O conhecimento de si, também, seria um instrumento de suma importância num lugar onde Deus ainda não predominava e a presença do demônio incitava o medo no imaginário dos cristãos portugueses e os convertidos. Esse imaginário suscitou outras literaturas psicologizantes por parte dos teólogos da Igreja, pois com o mau sempre à espreita, era necessário reforçar o poder da fé em Cristo e na Igreja Católica. Enfim, uma norma religiosa que regia a cura da alma em nome da expansão da Igreja Católica e da subordinação dos povos indígenas ao rei português.
O aspecto central dessa ordem imaginária no qual o discurso da conversão dos inféis ao cristianimso, as ameaças que deveriam ser extirpadas e a necessidade de a missão católica instaurar um paraíso edênico, estava de acordo com os objetivos da colonização portuguesa, haja vista que numa terra onde a população autóctone não era submissa a Deus, como poderia ser submissa a um rei que estava a reinar a colônia do outro lado do Atlântico? Para Antunes (2005, p. 21), como o Brasil era uma colônia de exploração, no qual estava submetida aos interesses econômicos de Portugal, exigiu-se uma organização que consubistanciasse tais interesses:

Essa situação exigiu a organização de um forte aparelho repressivo de um lado e, de outro, um sólido aparato ideológico, sustentado principalmente pela Igreja Católica, cuja função precípua era transmitir e manter uma ideologia que, em última instância, legitimasse a exploração da colônia.
Por sua vez, com o avanço da colonização e a exploração das riquezas e tendo o apoio da Igreja Católica no processo de cristianização, a Coroa Portuguesa criou uma estrutura administrativa centralizada – que inclusive buscou legalizar a questão da saúde pública. Contudo, a preocupação com a saúde da população colonial somente veio à tona, como política de ação da Coroa Portuguesa, a partir do momento em que a colônia se tornou economicamente interessante aos cofres do reino. Tanto a medicina quanto à saúde da população estavam ligadas a um regime jurídico e institucional instado pela metrópole. Conforme Machado (1978, p. 24), afirma que:

Qualquer um dos casos é testemunho de uma situação geral em que a figura do médico está ligada a um cargo que ocupa como pertecente à administração colonial, de quem recebe salário e obrigações específicas. O que faz com que durante toda essa época o médico desempenhe todo um papel de funcionário servindo por alguns anos no Brasil (...)
Em relação às questões relacionadas aos cuidados necessários à saúde da população evidencia-se a mesma situação: a saúde pública na colônia é uma mera norma regida por leis, sem a uma concepção de saúde preventiva e que atendesse aos interesses da população. O cárater essencial da proposta de atenção à saúde da população colonial é punitiva: se não cumprisse a lei, haveria uma punição, isto é, uma determinada família que não mantivesse a higiene da porta da sua casa conforme aquilo que estava regulamentado, seria punida.
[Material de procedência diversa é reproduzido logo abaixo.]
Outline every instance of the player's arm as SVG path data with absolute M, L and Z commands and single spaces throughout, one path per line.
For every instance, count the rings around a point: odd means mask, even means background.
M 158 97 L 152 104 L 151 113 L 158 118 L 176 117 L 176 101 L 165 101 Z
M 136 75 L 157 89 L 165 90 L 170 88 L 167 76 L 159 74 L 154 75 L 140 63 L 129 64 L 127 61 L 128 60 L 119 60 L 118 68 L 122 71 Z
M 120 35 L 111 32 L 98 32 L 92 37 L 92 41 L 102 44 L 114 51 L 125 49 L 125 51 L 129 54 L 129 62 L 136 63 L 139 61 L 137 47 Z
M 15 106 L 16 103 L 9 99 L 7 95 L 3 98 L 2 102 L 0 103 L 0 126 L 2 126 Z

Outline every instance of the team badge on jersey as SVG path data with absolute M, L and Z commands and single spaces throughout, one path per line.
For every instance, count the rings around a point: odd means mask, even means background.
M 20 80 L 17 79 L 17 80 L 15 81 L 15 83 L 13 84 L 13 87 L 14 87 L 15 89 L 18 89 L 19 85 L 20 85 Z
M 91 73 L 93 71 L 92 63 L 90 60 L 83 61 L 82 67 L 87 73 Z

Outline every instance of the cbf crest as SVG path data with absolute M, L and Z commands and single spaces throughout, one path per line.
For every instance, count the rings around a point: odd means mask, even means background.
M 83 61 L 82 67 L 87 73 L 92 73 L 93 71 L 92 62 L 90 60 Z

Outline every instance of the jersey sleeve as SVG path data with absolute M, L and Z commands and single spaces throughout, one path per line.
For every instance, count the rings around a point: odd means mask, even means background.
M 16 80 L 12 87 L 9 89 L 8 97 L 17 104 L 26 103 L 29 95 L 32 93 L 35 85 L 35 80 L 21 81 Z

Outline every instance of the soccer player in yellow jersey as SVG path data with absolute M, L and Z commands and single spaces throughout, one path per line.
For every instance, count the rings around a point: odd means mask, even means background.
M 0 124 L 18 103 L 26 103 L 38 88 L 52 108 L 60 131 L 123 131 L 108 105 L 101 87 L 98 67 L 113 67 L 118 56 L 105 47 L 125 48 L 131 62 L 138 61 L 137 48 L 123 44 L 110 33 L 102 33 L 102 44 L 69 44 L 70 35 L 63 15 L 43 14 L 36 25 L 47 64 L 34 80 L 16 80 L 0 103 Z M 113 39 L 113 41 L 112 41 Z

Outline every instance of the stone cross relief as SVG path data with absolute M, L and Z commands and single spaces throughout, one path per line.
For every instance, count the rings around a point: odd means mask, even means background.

Tudo isso mostra não só os limites da intervenção da Câmara e da administração colonial, como também o significado específico de suas atribuições que não diz respeito a uma política de saúde capaz de organizar, a partir de uma reflexão e de medidas de tipo positivo, o funcionamento da cidade. A saúde da população está na dependência da presença de obstáculos; quando aparecem e são sentidos pelos habitantes como algo nefasto, a ser proscrito e portanto denunciado, são afrontados pela Câmara de modo local, disperso e sem continuidade. A presença de um perigo dita medidas de defesa que não implicam a ideia de periculosidade e o projeto de prevensão. Daí o cárater punitivo da ação da Câmara. (MACHADO, 1978, p. 51)     
Desta forma, as questões que envolviam a saúde da população eram resolvidadas por leis: fossem elas escritas ou espirituais. Entretanto, no que tange à saúde num contexto geral, ainda eram incipientes as ações da metrópole portuguesa em prol de combater os problemas causados pelas inúmeras doenças que assolavam a população. Não havia cursos de medicina na colônia; e; poucos médicos se arriscavam sair de Portugal e vir atuar num território ainda pouco explorado e com recursos aquém das necessidades da população. Assim, a salvação estava nos recursos que dispunham os membros da Igreja Católica: as rezas, as conversões, os batismos, as remissões dos pecados e entre tantos outros instrumentos que possuíam uma literatura que se baseava numa psicologia que tinha a religião como se principal fundamento.
Porém, com o aumento da importância econômica do Brasil para a Coroa Portuguesa, há uma mudança decisiva que irá determinar os rumos da saúde pública, em especial no que concerne à formação dos saberes médicos. Portugal passa a dar maior atenção aos cuidados médicos em relação à população colonial, pois um povo assolado por pestes e doenças não conseguiria trabalhar em prol da exploração dos recursos que a colônia dispunha para enviar para a metrópole.
Apesar dessa mudança, ainda eram limitados a ação de Portugal com o intuito de previnir as doenças, o que somente veio a ocorrer a partir do século XIX. Mas, o que definiu essa mudança? Quais foram os aspectos definidores para a construção de um saber médico atrelado à saúde?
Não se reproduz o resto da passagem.